Gripes with filling variables from input

The plan is to write a simple method which does exactly what std::cin >> from the C++ standard library does. Here is what was come up with.

use std::io::BufRead;
pub fn input<T: std::str::FromStr>(handle: &std::io::Stdin) -> Result<T, T::Err> {
    let mut x = String::new();
    let mut guard = handle.lock();
    loop {
		let mut trimmed = false;
		let available = guard.fill_buf().unwrap();
        let l = match available.iter().position(|&b| !(b as char).is_whitespace()) {
            Some(i) => {
				trimmed = true;
				i
			}
            None => available.len()
		};
		guard.consume(l);
		if trimmed {
			break;
		}
    }
    let available = guard.fill_buf().unwrap();
    let l = match available.iter().position(|&b| (b as char).is_whitespace()) {
        Some(i) => i,
        None => available.len()
    };
    x.push_str(std::str::from_utf8(&available[..l]).unwrap());
    guard.consume(l);
    T::from_str(&x)
}

Let me help you understand. The loop block is meant to trim away all the whitespaces before valid input begins. The match block outside loop is where the length of the valid input (that is, before trailing whitespaces begin or EOF is reached) is calculated.

Here is an example using the above method.

let handle = std::io::stdin();
let x: i32 = input(&handle).unwrap();
println!("x: {}", x);
let y: String = input(&handle).unwrap();
println!("y: {}", y);

When I tried a few simple tests, the method works as intended. However, when I use this in online programming judges like the one in codeforces, sometimes I get a complaint telling that the program stays idle or that the wrong input has been taken, among other issues, which leads to suspecting that I missed a corner case or something like that. This usually happens when the input is a few hundreds of lines long.

Okay, I am asking here hoping one of you knows of an input which is going to break the method, or even better, one of you points a correction.

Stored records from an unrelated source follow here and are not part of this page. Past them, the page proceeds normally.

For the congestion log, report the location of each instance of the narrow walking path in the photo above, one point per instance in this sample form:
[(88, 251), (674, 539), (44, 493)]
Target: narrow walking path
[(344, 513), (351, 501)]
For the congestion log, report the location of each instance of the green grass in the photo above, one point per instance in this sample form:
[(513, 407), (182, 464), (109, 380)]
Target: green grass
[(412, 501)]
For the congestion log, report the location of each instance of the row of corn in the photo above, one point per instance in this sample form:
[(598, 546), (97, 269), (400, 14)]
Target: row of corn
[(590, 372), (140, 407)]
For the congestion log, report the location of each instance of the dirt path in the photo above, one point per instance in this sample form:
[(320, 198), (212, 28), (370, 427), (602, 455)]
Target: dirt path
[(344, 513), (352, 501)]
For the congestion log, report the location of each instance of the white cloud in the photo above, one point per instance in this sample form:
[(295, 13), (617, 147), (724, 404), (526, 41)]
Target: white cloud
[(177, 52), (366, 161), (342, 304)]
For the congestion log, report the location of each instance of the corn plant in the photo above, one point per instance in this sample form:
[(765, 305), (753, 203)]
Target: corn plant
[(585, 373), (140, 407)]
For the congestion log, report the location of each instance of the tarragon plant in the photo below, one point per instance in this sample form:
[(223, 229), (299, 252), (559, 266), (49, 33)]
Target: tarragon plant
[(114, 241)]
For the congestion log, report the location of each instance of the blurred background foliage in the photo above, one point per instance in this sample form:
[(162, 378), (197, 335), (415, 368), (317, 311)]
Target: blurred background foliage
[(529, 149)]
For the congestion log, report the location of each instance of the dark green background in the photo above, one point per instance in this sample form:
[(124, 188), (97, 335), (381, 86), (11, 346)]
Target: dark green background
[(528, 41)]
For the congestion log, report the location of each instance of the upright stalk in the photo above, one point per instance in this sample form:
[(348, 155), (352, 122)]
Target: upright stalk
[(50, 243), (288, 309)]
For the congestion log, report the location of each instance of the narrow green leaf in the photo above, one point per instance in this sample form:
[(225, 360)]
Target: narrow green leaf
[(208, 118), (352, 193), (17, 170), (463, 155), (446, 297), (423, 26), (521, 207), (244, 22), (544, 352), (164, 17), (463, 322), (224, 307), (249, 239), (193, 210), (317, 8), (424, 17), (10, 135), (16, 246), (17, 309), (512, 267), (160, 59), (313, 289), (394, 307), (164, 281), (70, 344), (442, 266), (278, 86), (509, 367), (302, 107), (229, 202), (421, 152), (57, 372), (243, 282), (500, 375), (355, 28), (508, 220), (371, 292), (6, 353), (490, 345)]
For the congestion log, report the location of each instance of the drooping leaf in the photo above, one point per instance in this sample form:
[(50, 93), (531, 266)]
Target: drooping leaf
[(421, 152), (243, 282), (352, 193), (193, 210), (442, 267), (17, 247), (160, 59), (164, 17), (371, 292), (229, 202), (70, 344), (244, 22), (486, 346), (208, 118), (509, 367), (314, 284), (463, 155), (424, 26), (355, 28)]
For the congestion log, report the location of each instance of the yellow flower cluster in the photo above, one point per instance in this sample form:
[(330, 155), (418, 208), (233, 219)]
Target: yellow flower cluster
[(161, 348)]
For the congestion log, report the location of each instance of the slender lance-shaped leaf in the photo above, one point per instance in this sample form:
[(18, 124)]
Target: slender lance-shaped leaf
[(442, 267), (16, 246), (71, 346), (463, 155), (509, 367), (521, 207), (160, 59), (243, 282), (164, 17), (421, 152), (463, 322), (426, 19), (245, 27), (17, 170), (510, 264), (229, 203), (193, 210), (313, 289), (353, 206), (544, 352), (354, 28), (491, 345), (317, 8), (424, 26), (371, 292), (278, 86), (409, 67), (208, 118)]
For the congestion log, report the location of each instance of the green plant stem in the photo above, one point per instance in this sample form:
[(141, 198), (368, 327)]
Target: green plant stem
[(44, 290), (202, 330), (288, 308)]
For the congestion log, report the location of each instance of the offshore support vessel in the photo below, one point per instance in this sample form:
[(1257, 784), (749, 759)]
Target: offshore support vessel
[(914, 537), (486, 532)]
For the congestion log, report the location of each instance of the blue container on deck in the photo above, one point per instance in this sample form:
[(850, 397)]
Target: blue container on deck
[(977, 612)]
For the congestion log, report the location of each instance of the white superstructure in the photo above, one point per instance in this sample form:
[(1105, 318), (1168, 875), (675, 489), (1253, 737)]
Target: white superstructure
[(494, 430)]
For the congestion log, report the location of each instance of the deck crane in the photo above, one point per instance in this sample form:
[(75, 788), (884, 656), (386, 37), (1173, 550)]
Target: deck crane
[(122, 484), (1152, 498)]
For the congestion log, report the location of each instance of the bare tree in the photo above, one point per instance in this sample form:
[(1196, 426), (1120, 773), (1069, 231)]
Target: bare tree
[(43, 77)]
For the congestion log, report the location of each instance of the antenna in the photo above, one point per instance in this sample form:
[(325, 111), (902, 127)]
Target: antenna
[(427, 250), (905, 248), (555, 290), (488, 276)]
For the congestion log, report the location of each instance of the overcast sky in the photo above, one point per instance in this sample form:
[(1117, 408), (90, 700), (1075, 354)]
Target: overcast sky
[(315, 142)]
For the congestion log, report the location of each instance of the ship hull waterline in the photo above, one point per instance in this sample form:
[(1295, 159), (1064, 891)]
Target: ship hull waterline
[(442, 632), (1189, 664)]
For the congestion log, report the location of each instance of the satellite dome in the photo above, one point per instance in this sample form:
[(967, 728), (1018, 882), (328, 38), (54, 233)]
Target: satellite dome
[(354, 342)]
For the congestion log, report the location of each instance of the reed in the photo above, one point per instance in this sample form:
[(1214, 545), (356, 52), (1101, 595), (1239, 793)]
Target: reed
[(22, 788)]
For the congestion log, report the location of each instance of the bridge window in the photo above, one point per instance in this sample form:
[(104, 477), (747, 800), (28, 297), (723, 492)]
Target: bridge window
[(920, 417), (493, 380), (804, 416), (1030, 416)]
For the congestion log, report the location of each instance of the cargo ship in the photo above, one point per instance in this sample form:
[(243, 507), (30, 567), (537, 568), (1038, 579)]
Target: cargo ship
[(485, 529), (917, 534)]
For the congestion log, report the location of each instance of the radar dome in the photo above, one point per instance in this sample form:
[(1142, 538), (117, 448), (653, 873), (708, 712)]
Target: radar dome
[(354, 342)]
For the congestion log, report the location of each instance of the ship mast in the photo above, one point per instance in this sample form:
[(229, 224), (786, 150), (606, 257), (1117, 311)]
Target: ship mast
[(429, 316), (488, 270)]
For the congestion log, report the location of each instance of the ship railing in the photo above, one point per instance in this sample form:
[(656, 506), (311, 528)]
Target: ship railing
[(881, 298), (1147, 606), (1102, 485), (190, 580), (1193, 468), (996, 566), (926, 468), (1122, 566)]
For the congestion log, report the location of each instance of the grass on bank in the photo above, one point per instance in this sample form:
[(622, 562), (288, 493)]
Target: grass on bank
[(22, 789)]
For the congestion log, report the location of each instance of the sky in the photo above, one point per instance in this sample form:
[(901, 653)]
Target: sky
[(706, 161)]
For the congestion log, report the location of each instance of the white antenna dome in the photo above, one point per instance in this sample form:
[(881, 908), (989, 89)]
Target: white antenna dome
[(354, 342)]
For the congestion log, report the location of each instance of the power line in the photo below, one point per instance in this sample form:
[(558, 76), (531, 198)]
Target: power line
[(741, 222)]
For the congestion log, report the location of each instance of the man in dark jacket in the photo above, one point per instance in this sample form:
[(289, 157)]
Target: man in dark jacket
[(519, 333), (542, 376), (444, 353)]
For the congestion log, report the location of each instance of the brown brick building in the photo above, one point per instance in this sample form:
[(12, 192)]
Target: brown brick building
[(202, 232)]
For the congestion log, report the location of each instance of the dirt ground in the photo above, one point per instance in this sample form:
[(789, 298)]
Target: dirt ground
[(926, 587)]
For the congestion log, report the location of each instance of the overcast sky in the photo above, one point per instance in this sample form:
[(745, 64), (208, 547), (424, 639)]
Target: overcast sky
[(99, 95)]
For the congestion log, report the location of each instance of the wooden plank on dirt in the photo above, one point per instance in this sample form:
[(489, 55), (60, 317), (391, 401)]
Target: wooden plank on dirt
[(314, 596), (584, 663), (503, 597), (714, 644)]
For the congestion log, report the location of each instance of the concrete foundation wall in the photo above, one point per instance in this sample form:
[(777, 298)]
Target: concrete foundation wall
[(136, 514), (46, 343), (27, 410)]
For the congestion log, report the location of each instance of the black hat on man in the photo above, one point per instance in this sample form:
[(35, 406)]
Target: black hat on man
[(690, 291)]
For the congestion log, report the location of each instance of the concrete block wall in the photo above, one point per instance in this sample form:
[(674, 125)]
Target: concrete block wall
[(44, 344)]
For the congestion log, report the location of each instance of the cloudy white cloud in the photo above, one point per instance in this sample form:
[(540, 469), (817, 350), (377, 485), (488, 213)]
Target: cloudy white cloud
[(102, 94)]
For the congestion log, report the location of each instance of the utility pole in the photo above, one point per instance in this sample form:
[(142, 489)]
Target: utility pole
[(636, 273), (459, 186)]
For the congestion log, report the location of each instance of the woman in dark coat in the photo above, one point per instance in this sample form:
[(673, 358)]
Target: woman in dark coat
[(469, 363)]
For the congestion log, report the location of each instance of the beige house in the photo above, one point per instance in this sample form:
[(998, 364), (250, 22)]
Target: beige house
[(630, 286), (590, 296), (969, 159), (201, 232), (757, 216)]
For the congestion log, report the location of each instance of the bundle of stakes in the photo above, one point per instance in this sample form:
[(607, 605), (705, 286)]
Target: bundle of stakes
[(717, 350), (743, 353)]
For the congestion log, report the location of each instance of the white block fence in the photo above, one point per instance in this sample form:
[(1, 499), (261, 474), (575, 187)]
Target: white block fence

Help me?

Edit:
Replacing the loop containing fill_buf() + consume() with something like a single read_to_string() or a loop containing read_line() seems to solve the issue, but I am not certain why.

Not sure it's the reason of the failing but I see some bugs in your code. Have you tested some non-ASCII input?

This treats bytes of UTF-8 representation of non-ascii character as a separate unicode character between 0x80 and 0xFF. Maybe some characters in this range are considered whitespace by the unicode framework?

1 Like

You talking about this?

    #[stable(feature = "rust1", since = "1.0.0")]
    #[inline]
    pub fn is_whitespace(self) -> bool {
        match self {
            ' ' | '\x09'..='\x0d' => true,
            c => c > '\x7f' && unicode::White_Space(c),
        }
    }

Hmm.. makes sense, but I don't think online judges give anything but ASCII as input and it's only alphabets, numbers, spaces, newlines and sometimes tabs, as far as I know.

Also, here is part of the impl str block.

    #[must_use = "this returns the trimmed string as a slice, \
                  without modifying the original"]
    #[stable(feature = "rust1", since = "1.0.0")]
    pub fn trim(&self) -> &str {
        self.trim_matches(|c: char| c.is_whitespace())
    }

You see, even trim() uses is_whitespace() internally. So I don't know if it makes a difference.

Obviously, @Hyeonu didn't mean that is_whitespace() contains a bug.

He meant that you are using it wrong. You are iterating over the bytes of the string, and treating each byte as an ASCII character. You are not iterating over the code points, which are described by potentially more than one byte. That would be the .chars() iterator of str.

Of course str::trim() uses is_whitespace() internally, but it iterates over the string correctly, i.e. it takes each complete code point, not the raw bytes. So it's not doing the same thing as your code above.

1 Like

Since you said you are using it on codeforces, I will give you some advice that is specific to solving problems like that on codejudges.

  1. Read the entire input into memory.
  2. Use split_ascii_whitespace on that string.

This advice is useful because it is rather fast, and telling the difference between line breaks and spaces is virtually never necessary on codeforces. Here's an example that reads some lines:

use std::io::Read;

let mut s = String::new();
std::io::stdin().lock().read_to_string(&mut s).unwrap();

let mut iter = s.split_ascii_whitespace();

let len: usize = iter.next().unwrap().parse().unwrap();
let mut input = Vec::with_capacity(len);
for _ in 0..len {
    let line: u32 = iter.next().unwrap().parse().unwrap();
    input.push(line);
}

In the real world you would of course want to handle unicode, but that is not necessary with code-judge problems.

3 Likes

I kind of forgot about utf-8 not always fitting in a single byte. Here is the corrected code.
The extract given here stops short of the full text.